One person’s story comes to mind. She was adopted into a loving home, and still carried lots of past pain with her. I used to think things like “why can’t she recognize that she is safe now?” Or “It was so long ago, why hasn’t she been able to get over it?” Now, I can look back on my ignorant self and recognize how much of a fool I was.
Trauma wounds don’t just “heal themselves.” Time doesn’t lead to automatic healing. 
Maybe you, like I once was, are new to understanding how trauma affects an individual. Or, maybe thinking of a traumatic experience is too abstract. Let’s change the image for a moment. Instead of trauma, let's talk about tornados.
This week we recognize the four year anniversary of the tornado that ravaged parts of our community.
As I have heard people share their stories of terror, pain, agony, and loss, one thing has stuck in my mind: the emotional recovery of an event like that may take as long or even longer than the physical rebuilding. Throw a derecho in a few years later and every dark sky has the potential to bring up the memories, to cause sweaty palms and a quicker heartbeat, or to question whether you should grab your shoes and head to the basement for a while.
The damage is so noticeable and apparent when an event like that first happens. As good midwesterners, people start pitching in to clean-up and pull things back together. As much as possible, we try to restore things back to the way they were before the event. Some of that happens quickly. Some things are never quite the same. Some never see full restoration. 
The visual and long-lasting effects of a storm like that leave reminders for anyone who passes by. Even now, many buildings in Marshalltown still have red warning notices or fences around them. Or the reminder of an empty lot where a building once stood. If only it was as easy for wounded people to be vulnerable with their experiences as wearing a red t-shirt that said “I’m still not ok!” 
At this point it would be inappropriate to walk down Main Street and say, “It has been four years already. Can’t they just get this place restored already?” Or, as we have seen in the case of the courthouse, people that are supposed to be a part of the restoration process can actually slow the project down or create more damage that someone else has to come in and undo before restoration can actually happen. (Sorry, too soon?)
Yet, that is often what we say to people, whether verbally or with our thoughts and actions. Things like, “It has been fifteen years since your dad abused you, can’t you just get over it?” Or, “Sure you lost a loved one, but it wasn’t like it was yesterday.” Metaphorically speaking, we are trying to tell people to remove the “red notice” on their life that is saying there is structural damage emotionally or spiritually that needs to be repaired.
Instead, those wounds leave craters in one’s soul bigger than a vacant lot where a building once stood. The work that it takes to bring healing is long, hard, and has to be intentional. But, where does that healing come from? Trained counselors can help. A grace filled friend can help to fill those gaps as well. For anyone wanting to step into the gap with someone with pain and wounds, I encourage you to step cautiously and go with loads of grace.

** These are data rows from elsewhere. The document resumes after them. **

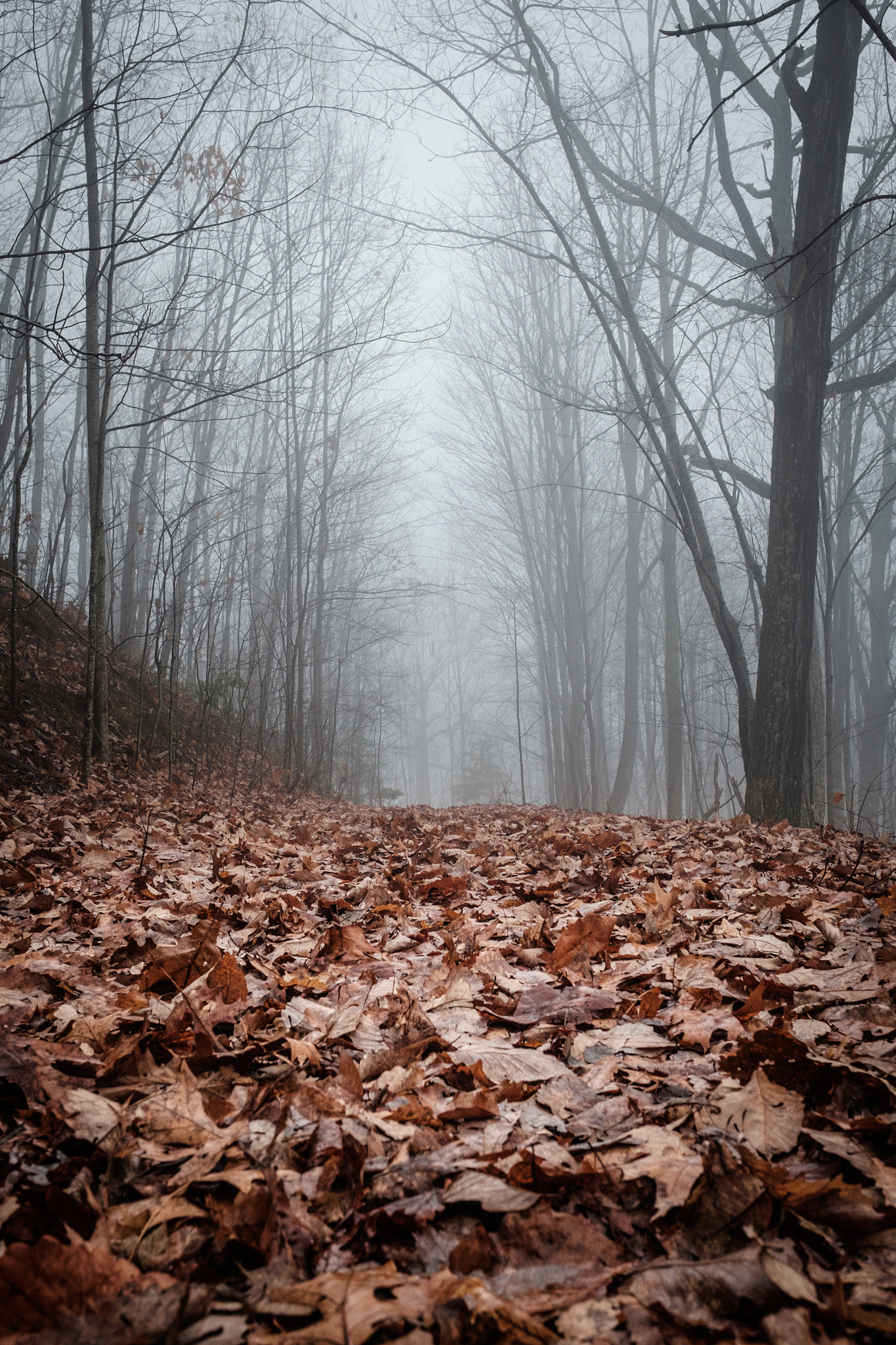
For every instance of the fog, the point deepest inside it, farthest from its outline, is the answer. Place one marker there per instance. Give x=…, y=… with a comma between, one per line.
x=463, y=403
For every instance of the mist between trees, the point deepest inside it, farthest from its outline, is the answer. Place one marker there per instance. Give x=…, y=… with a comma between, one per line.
x=572, y=482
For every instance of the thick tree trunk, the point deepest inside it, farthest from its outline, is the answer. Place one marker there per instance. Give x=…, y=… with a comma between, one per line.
x=825, y=109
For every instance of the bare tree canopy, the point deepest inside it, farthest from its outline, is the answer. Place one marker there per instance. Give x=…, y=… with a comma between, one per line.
x=463, y=401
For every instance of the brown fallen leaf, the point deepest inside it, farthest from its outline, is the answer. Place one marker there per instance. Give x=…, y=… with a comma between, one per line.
x=51, y=1285
x=710, y=1294
x=591, y=931
x=230, y=978
x=769, y=1116
x=354, y=1306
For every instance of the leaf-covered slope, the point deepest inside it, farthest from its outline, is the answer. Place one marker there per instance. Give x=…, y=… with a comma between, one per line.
x=330, y=1074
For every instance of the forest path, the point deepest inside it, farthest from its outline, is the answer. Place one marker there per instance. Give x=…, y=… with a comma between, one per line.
x=319, y=1072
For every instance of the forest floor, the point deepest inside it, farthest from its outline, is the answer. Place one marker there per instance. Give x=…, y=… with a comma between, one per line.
x=308, y=1072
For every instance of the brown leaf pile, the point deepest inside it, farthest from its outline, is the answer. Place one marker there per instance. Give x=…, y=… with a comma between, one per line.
x=331, y=1075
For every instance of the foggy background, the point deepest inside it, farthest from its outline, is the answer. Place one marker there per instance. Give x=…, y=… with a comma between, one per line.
x=381, y=496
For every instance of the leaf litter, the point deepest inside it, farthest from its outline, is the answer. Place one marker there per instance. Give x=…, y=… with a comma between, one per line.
x=326, y=1074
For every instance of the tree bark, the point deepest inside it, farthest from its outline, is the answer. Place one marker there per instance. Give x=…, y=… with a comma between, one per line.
x=825, y=109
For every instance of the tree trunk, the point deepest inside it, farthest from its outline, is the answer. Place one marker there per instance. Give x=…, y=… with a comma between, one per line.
x=96, y=466
x=628, y=749
x=673, y=724
x=825, y=109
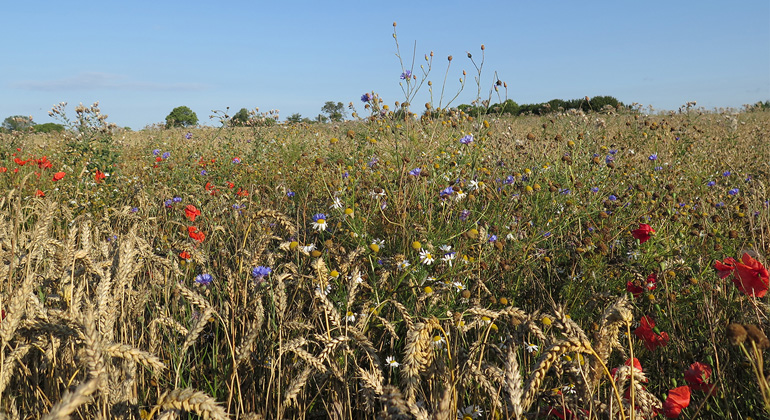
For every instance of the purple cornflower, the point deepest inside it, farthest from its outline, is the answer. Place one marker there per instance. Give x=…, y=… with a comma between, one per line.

As a Christian, my theological understanding is that true healing only comes from being set free from this sin soaked world and to be redeemed into the loving arms of Jesus, our Redeemer. That is the safest place to sit in the midst of brokenness and ashes.
In the Old Testament book of Isaiah we see this promise of restoration. One of the beautiful word pictures that is given is this idea that beauty will come from the ashes (Isaiah 61.3). 
As a Christian, I do believe that God will restore all things that have been broken and marred by the sin curse. I do believe that every tear will be wiped away and there will be joy and laughter in the house of the Lord. When those things will happen aren’t for us to know. However, everyday I live in light of that promise that every wound will be healed, every building restored to grandeur, and the world will be redeemed once again.